The Double Meaning of "Woody": R.W. Northcutt's "Indigenous Genius" Mixes Wooden Shoes, Sex Toys

This exhibit comes off as an elaborate joke, as well as an intellectual treatise on the natural world's influence on building and sculpture. As a result, it's a little too busy being clever for one to completely enjoy the joke or the art.

All of the "artifacts" on display come from the private collection of R.W. Northcutt, an Ohio-based professor of woodworking. Northcutt also includes a series of drawings he executed himself. Northcutt's own works are the most successful artistically, like his graph of the highly technological, unseen supports underneath beavers' dams (it's funny). But much of his "collection" relies too heavily on background story that stretches the truth pretty far, like the displayed wooden shoes made by a collaboration of woodpeckers and beavers. The collective moral of Northcutt's stories is that man has much to learn from animals that build, and we should avoid and avert our antagonism to them, which could possibly result in breaking down the human-animal communication barrier (and assure the survival of our wooden furniture).

It's certainly a valuable lesson.
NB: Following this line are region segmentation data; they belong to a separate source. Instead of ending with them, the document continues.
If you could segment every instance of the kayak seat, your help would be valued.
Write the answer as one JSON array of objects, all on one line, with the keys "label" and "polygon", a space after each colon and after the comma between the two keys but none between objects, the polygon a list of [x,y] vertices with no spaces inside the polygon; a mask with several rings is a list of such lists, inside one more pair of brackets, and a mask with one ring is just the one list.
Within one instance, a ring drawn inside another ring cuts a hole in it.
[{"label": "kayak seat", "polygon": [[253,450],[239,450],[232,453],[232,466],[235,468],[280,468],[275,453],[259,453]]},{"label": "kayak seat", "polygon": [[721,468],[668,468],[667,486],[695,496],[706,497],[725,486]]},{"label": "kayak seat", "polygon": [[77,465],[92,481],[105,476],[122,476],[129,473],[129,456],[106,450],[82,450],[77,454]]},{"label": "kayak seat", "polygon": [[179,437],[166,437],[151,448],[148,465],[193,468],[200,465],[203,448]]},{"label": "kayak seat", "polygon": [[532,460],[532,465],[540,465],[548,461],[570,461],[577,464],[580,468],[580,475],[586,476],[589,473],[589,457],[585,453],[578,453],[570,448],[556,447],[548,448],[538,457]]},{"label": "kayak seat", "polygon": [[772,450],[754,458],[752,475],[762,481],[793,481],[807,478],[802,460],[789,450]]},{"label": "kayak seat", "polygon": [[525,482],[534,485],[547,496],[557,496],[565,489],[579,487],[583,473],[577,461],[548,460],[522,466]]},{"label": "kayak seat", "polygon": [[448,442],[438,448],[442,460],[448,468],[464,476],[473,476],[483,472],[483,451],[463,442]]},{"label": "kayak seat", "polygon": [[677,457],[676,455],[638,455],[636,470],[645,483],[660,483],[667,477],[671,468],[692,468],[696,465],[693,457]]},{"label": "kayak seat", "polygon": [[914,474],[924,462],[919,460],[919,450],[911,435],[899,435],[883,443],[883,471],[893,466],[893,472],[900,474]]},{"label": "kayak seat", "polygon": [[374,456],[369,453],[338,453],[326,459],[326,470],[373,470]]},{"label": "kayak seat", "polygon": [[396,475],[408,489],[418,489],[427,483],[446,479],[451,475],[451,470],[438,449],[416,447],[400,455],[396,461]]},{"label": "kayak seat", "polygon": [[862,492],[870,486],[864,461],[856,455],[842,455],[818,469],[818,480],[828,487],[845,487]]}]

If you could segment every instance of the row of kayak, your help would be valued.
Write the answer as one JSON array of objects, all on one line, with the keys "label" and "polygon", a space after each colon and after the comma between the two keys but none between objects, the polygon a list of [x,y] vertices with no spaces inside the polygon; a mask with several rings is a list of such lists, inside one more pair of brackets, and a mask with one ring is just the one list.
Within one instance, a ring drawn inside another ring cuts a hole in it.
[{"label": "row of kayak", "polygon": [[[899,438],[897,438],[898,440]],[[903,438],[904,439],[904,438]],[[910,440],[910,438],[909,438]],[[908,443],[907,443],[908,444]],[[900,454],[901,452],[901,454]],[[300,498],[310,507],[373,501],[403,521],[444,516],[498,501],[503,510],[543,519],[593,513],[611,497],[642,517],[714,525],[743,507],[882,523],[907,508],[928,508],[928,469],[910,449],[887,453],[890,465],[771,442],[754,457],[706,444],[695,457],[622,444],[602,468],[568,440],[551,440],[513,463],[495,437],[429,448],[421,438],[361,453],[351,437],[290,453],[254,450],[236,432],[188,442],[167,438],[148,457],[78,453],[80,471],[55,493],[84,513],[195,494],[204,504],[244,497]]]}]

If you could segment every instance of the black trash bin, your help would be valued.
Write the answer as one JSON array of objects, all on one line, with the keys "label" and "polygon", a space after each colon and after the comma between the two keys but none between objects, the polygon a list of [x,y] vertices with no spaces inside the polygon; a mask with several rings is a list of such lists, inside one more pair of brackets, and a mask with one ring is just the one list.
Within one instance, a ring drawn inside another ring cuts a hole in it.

But Northcutt's tongue-in-cheek, believe-it-or-not tales make this exhibit as much about the collector/artist's own pretensions and stunts as the content and themes posed, which isn't necessarily a bad thing -- big ups to Northcutt for displaying not one, but two sex toys. Yes, there is an actual "wood pecker" on display. We challenge you to find the other toy. Hint: Don't think "beaver," think "butthole."

Through August 26. Art League Houston, 1953 Montrose, 713-523-9530.